This section is from the book "Popular Law Library Vol1 Introduction To The Study Of Law Legal History", by Albert H. Putney. Also see: Popular Law-Dictionary.
It would be hard to over-estimate the influence which Roman jurisprudence has exerted upon the legal history of the world. Rome's place in history is mainly based upon her two Titanic creations - the Roman Empire and the Roman Law. The first has long since fallen and lives only in history; the second, reaching its highest development only after the fall of the Western Empire, surviving the Teutonic conquests, and aiding in the civilization of the barbaric destroyers of the Empire, has year by year and century by century, increased its power and influence, until to-day it serves as the basis of practically all the legal system of two continents and of many of those of three others. Never losing its hold upon the territory of the old Roman provinces of Europe, it gradually worked its way to the north and east over practically the whole of this continent, meeting determined resistance only when it attempted to cross the channel to the British Isles. A few centuries later, in the colonizing movements which marked the dawn of modern history, it was carried over the seas and spread, not only over the greater part of the Americas, but also over portions of the old continents of Africa and Asia and even to the far off Philippine Islands. Even in our day we can see its constantly spreading limits in the influence it has exerted upon the laws of the new power which has just sprung into such prominence on the Asiatic shores of the Pacific.
Even in those countries where the Common Law of England is in force, many Roman Law principles are daily applied in the courts, although probably few judges, lawyers, or clients appreciate the fact. Section 13. Early Rome.
There is little that is striking or remarkable about the early history of Rome, or that would tend to foreshadow her future greatness. Her early institutions and history were merely a counterpart of those of hundreds of other cities of Greece and Italy. We find the same general family organization, and the same evolution of the State out of the family. As elsewhere, it is the union of families which constitute the gens or clans, the union of clans that creates the tribe, and the final union of the tribes that gives birth to the city and state.
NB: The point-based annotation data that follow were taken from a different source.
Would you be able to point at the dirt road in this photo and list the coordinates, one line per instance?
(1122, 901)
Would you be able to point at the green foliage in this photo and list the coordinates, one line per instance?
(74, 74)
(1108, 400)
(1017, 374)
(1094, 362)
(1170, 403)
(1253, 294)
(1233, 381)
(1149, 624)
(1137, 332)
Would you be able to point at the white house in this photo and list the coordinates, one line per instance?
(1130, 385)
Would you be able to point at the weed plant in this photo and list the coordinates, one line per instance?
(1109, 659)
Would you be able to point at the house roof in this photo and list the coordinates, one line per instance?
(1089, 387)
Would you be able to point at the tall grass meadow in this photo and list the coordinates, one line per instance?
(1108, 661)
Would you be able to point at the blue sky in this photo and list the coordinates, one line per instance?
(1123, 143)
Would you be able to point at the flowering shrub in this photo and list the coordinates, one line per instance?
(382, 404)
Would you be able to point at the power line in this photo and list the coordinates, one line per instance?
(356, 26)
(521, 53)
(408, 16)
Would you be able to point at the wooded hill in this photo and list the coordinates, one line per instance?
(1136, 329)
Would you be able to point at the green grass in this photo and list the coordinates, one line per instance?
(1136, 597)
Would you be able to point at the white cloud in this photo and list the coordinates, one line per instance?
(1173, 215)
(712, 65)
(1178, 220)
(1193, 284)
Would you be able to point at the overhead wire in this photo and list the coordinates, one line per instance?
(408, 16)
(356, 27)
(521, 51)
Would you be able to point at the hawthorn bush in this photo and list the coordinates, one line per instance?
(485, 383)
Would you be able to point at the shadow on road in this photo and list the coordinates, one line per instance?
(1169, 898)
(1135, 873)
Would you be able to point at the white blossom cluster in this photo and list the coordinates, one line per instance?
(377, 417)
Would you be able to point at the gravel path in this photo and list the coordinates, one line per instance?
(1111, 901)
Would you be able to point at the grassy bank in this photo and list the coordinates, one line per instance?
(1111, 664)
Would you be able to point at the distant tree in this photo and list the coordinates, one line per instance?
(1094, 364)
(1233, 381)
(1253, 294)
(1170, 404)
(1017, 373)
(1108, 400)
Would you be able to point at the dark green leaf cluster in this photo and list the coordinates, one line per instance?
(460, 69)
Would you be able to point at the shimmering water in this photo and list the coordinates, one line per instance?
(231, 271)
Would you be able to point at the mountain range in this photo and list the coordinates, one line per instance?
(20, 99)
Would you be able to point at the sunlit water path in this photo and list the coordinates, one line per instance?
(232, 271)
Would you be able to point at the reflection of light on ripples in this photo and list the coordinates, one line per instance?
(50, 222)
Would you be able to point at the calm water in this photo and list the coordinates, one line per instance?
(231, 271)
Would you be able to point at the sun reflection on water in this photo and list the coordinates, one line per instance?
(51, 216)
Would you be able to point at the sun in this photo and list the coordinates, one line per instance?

Here, too, we see the periods of the monarchy, the oligarchy and the republic. But while Rome passed through the same early stages as her neighbors, she continued to progress after they had ceased to advance. What, with the others, was the whole course of their career, was, with the future empire builder, merely a preparation for her real work.
The inhabitants of early Rome presented two prominent characteristics which, as has been shown, were among the most important causes of Babylonian greatness. The Romans, throughout their history, were pre-eminently both a cosmopolitan and a commercial people. The union of the three tribes which created the Roman State gave a mixed Latin and Sabellian origin to the race, while Rome's reputation as an asylum for refugees from all cities and countries, was the cause of the settlement in the city of a great multitude of people of all races. Rome's situation on the Tiber was responsible for extensive commercial dealings with foreign countries, and this in turn not only broadened her citizens by contact with other races and new ideas, but also occasioned the settlement in Rome of many foreign merchants. The large foreign element resident in Rome was destined later to play a most important part in the political struggles of the city and the evolution of her system of laws.
The Roman family was the typical Aryan family. Wife and children were alike absolutely under the control of the husband and father, who stood in the position of an absolute monarch on a small scale. In theory, at least, the father had the power of life and death over his children, even when the latter were of age. It was only on the death of the father that each son became himself the head of a family. Related families constituted the gens. In theory, all the families in each of the gens were thus related, but in reality, outside families would often be adopted. The binding ties in the gens were the common name and the common worship. Religion, government and family relations were all inseparably connected in ancient Rome. All grew out of the structure of the typical Aryan family, with its system of ancestor worship.
Marriage was originally by the confarreatio - a sale accompanied with religious rites. Only the patricians were at first capable of contracting a legal marriage.